Trip Gabriel of the New York Times: "Representative Ron Paul of Texas finished a strong second in the state’s Republican primary on Tuesday, which in many ways was the more telling outcome in a race where Mitt Romney’s dominance was never in doubt.... Even if political analysts continue to regard the libertarian-leaning Mr. Paul as a protest candidate, with no shot at the nomination, his success here — on top of a third-place finish last week in the Iowa caucuses — means he will probably continue his campaign for months and perhaps to the summer convention." ...

Rick the Red. Barbie Nadeau in the Daily Beast: "On the campaign trail, [Rick] Santorum often touts his grandfather’s flight from Italy 'to escape fascism,' but he has neglected to publicly mention their close ties with the Italian Communist Party. 'Rick’s grandfather Pietro was a liberal man and he understood right away what was happening in Italy,' [Malacarne] Santorum [a cousin of the candidate's] told Oggi. 'He was anti-fascist to the extreme, and the political climate in 1925 was stifling so he left for America. After a few years he returned to Italy with his wife and children, including Aldo, Rick’s father, who passed away late last year.....' She goes on to explain how the family then became pillars of the Communist Party in Italy."

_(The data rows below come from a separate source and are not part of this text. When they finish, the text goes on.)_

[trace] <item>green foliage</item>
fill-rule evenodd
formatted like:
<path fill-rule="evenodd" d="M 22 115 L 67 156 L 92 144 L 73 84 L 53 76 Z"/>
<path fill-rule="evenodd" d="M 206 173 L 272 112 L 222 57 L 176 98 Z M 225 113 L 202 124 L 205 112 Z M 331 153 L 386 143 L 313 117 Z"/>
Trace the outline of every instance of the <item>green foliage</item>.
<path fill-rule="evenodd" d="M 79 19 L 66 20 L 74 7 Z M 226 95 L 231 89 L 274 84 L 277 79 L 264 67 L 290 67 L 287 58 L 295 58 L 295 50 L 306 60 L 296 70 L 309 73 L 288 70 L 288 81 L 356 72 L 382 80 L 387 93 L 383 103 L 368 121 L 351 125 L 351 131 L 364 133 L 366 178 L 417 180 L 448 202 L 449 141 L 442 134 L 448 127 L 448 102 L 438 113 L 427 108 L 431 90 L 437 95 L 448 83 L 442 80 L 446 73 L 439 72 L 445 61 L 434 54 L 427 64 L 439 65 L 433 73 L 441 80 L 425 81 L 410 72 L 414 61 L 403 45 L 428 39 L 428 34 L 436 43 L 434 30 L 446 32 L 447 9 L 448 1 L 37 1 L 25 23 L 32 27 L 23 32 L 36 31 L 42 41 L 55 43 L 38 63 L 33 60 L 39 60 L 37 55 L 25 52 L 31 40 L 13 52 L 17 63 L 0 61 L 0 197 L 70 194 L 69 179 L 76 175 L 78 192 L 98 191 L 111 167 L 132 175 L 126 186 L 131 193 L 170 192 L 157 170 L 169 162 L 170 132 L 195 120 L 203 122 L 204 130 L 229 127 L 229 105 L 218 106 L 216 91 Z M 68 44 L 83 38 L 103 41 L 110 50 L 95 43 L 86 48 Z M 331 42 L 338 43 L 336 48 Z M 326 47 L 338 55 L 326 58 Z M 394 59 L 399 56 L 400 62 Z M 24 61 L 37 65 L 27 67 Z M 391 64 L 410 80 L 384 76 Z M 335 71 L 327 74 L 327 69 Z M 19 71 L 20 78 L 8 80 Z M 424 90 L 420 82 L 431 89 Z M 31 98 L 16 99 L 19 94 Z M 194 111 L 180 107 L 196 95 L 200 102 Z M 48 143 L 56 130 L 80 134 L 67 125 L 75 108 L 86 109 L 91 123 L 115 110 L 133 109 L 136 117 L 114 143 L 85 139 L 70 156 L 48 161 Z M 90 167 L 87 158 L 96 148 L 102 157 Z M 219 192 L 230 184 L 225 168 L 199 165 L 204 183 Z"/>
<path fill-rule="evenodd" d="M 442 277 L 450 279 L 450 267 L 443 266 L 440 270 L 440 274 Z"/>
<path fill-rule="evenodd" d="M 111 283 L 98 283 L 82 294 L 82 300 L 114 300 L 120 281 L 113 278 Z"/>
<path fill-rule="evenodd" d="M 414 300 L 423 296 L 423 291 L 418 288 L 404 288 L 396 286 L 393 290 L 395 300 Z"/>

The first part of this segment is a little boring, but beginnng at about 3:45 min. in, Maddow gets down to enumerating the positions of the GOP presidential candidates on contraception. If you believe American women & men should have the right to have sexual relations in a responsible way, you really cannot vote for any one of these medieval would-be kings. At the end of the segment, Maddow interviews Cecile Richards, president of Planned Parenthood. Listen to it.

News Ledes

New York Times: "At a time of growing tension over its nuclear program and mounting belligerence toward the West, Iran reported on Wednesday that an Iranian nuclear scientist died in what was termed a 'terrorist bomb blast' in northern Tehran when an unidentified motorcyclist attached a magnetic explosive device to his car.... Iranian officials indicated that they believed the United States and Israel were responsible."

AP: "Some Occupy Wall Street protesters spent the night at New York City's Zuccotti Park after metal barricades surrounding it came down. By 8:30 a.m. Wednesday, only about 10 of them remained. The barricades were removed late Tuesday. About 300 cheering protesters began filling the park."